If you "can't afford" an attorney at least do your own legal research. Go to the website for the courts in your state. There will be info about family law & alimony. Then read the statute and read the case law interpreting that statute. You need to know what you are talking about so you don't waste the court's time. If you piss off the judge by posturing you will dig yourself into a credibility hole. 

Generally alimony is a function of the length of the marriage and a replacement for the wages one spouse lost while taking care of the home rather than earning a living. Your marriage is not that long -- 15 years -- and you worked during the whole thing. So what wages did you lose? Another factor is the lifestyle to which the spouse in need of alimony became accustomed to during the marriage & how that will change after a divorce. So if somebody who earned $35,000 per year married somebody who earned $250,000 per year, the lower wage earner may be entitled to to some payments. Unless your wife's new job is more than double your earnings, you are wasting your time with a frivolous argument about your alleged entitlement. 

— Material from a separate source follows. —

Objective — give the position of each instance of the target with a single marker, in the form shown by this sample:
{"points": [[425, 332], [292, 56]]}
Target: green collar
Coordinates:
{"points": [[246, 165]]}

Alimony is no longer a life time payout. It's for some period until the one who needs it can get back on their financial feet. Proving entitlement involves more than just a pay check comparison You usually need employment experts to talk about market conditions & potential for wage earnings. That expert will cost you at least $5,000 just for the preliminary report. Without this you are blowing smoke claiming alimony. You'd be better served using the money for a lawyer.


----------



## Mr.Married (Feb 21, 2018)

This is pretty much how it works: 

Once a month you will stand before your ex wife and empty your bank account and wallet at her feet. Repeat next month…. so on and so forth


----------



## JamieSSR (2 mo ago)

D0nnivain said:


> If you "can't afford" an attorney at least do your own legal research


working on that, but also hoping for insight, as you did provide. thanks!

stbx filed paperwork, looks like a generic form, didn't ask for anything specific. I guess this is just how the process begins?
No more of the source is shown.